The source of the caption matters. Anadolu has been dubbed as “the Turkish Government’s Propaganda Machine” by Vice and “Erdoğan’s propaganda machine” by Turkish journalists sheltering in Sweden and writing for the Stockholm Freedom Center. Recep Tayyip Erdoğan, Turkey’s president, is notoriously anti-Israel. One might expect him to spin Palestinian violence as a “response” to Israeli “intervention,” as did Anadolu and then the New York Times.

But even the “world’s worst jailer of journalists” can be right sometimes. So was it the case on Sept. 18 that Palestinians were peacefully rallying when Israeli forces “intervened”? Is it true that this was merely an “anti-occupation rally”? Is it even true that the image was taken “near the Gaza Strip.”

The original caption helps answer the last of those questions.
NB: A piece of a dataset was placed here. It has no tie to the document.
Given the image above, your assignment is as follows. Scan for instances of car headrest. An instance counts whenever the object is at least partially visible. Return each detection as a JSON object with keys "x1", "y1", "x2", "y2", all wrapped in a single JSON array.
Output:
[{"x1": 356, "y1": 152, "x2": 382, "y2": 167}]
Anadolu says the clashes took place “near the Gaza Strip’s northern border in Gaza City,” or in other words, inside the Gaza Strip. That makes sense. Palestinian stone throwers don’t riot on Israel’s side of the Gaza border, but rather on Gaza’s side of the border fence, as they have been doing since last March. 

And those clashes that began last March were not mere “anti-occupation” rallies, as Anadolu and the Times suggest. They have been part of the so-called Great Return March, which demands a right of return for 30,000 refugees from the 1948 war and millions of their descendants. The distinction is important, not only because accuracy is always important, but substantively because the claim of a “right of return” is widely understood as a call for ending Israel through demographic means. 

Finally, the New York Times seems to be reversing cause and effect. According to Saud Abu Ramadan, a Palestinian freelance reporter writing for Deutsche Presse-Agentur, “The demonstrators threw stones and burned tyres close to the fence of the border. Israeli soldiers responded with force when the protesters tried to cut the fence’s barbed wire.” (“The protests were part of a series of demonstrations that started March 30 by Palestinians demanding the right to return,” he added.)

In other words, the New York Times caption was wrong on all three counts. It was Israel that “responded” to Palestinian attempts to destroy the border separating them from the Hamas-ruled Gaza Strip, not the Palestinian rioters who responded to Israeli “intervention.” The rioters were demanding a “return,” or more to the point the influx of millions of Palestinians from Gazan into Israel. And, of course the riots didn’t happen “near” the Gaza Strip but rather inside the territory. 

CAMERA has called on the New York Times to correct the caption.